2:30pm: I start painting the background of the scene. At this point, I relax and settle into the process. I might meet the other vendors for the day and have a chat with the photographer and maybe a family member of the bride or groom.
4:30pm: As guests file into the space and take their seats, I concentrate a bit more on how the light is landing and get ready to bring the painting to the next level of detail. I also field a few questions as folks notice my artwork, wonder what I’m up to, and want to learn more.
5:00pm: The bride walks down the aisle and the ceremony starts. Now I am doing a lot of observation, making mental notes on all the details, and looking for just the right moment. I take out my camera and get some good photos for reference. I start to paint the couple in.
5:30-6:30pm: As the cocktail hour takes place, I get back into the zone, working on the painting. The key moment has passed and everyone is dispersing, but now I’m leaning on my memory and on my reference photos to keep honing in on the image. Lots of questions and answers with guests around now.
7pm: The reception gets into full swing. The couple might come around and take a look, and I always look forward to getting their reaction and hearing their feedback. Guests might come to see how the painting looks, compared to their first glance at 4:45, or they might just start to notice me and enjoy the ‘instant replay’ from the ceremony.
7:30pm: I take a break from painting to have dinner, either perched in a quiet spot or sitting with the other vendors.
8pm: After a break, I have a fresh look at the painting. By now, my work is mostly done and I know I’ll add final touches in the studio. But I might hang around for a bit to soak in the scene, answer questions from wedding attendees, and add some more strokes while the image is fresh in my mind. If the crowd is very engaged with my work, I’ll stick around longer; if everyone has moved on to the dancefloor or elsewhere, I’ll pack up.
10:00pm: My car is all packed and my work is done; I dip into my snack bag for a little pick-me-up and then hit the road.
11pm: I arrive back at my studio. I clean my brushes and palette for the night. I store the painting safely where it can begin the drying process.
12:00am: I hit the hay back at home.
The following Monday
I follow up with any post-event communication that needs to happen.

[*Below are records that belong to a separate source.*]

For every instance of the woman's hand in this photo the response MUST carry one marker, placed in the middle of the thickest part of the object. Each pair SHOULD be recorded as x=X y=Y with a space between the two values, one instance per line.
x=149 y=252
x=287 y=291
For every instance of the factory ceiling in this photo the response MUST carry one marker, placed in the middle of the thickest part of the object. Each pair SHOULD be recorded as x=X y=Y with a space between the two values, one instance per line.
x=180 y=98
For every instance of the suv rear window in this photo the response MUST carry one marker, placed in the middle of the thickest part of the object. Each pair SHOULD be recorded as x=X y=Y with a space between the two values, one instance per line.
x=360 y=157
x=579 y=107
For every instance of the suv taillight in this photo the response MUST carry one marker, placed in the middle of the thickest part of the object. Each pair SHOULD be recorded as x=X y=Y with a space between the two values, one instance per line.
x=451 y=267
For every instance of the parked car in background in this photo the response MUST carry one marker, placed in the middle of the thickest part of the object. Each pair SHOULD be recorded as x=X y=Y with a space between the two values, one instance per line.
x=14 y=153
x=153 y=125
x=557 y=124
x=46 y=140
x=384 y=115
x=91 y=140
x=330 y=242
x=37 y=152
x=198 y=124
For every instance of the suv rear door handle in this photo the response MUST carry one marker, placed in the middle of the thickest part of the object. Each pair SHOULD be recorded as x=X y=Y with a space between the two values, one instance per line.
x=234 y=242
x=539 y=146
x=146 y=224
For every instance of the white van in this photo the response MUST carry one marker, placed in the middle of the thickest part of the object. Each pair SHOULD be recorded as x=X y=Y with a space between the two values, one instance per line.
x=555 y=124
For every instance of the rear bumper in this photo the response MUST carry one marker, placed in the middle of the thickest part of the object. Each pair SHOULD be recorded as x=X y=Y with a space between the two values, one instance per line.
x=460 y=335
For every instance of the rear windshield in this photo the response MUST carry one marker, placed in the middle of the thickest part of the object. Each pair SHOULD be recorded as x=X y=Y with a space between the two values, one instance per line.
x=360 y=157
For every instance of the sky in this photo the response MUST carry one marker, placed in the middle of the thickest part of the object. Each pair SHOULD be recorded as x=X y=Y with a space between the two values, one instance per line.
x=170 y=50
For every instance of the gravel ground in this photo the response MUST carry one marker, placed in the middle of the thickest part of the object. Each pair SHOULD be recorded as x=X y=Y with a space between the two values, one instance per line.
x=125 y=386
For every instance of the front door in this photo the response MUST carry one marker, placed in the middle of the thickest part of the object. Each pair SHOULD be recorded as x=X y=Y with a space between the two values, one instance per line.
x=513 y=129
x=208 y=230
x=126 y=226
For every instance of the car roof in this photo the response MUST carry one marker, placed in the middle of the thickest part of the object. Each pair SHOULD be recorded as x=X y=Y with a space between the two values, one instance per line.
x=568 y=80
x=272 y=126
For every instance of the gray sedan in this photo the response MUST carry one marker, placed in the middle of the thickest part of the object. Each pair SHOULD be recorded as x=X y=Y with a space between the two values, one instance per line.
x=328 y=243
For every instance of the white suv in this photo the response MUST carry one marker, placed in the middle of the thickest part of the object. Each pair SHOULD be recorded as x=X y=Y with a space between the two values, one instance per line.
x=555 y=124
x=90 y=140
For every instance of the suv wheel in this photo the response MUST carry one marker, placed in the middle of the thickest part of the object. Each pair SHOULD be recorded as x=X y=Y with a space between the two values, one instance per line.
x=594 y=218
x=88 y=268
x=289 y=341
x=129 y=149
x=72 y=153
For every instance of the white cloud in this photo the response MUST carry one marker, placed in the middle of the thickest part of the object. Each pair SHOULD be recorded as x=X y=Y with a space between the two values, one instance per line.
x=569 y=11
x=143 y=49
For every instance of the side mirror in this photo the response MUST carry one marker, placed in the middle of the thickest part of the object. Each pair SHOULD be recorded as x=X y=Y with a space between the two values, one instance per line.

Back in the studio, I take a fresh look at the painting. In the coming days, I add a few final touches - usually to the faces and figures of the bride and groom. I paint the sides of the canvas (it doesn't usually work logistically to do this step before now). I let it dry.
Sometime the following week
I varnish the painting.
Two weeks later
I give the painting a second coat of varnish.
Three weeks later
By now the painting should be totally dry and ready to ship. I photograph the painting for my portfolio and also so that I can produce any prints and/or cards that have been requested.
Depending on my workflow and how many other paintings also need to head to their final destinations, I’ll pack it up or I’ll let it set a little longer.
By one to three months later
The painting arrives to the newlyweds and I check in to make sure all is well. Even though this is a week-in, week-out routine through the season, I am always anxious to hear a pleased word in response, and always thrilled when I do.
Did I miss anything that you’ve wondered about? Thanks for reading!
For more about Live Painting, click here.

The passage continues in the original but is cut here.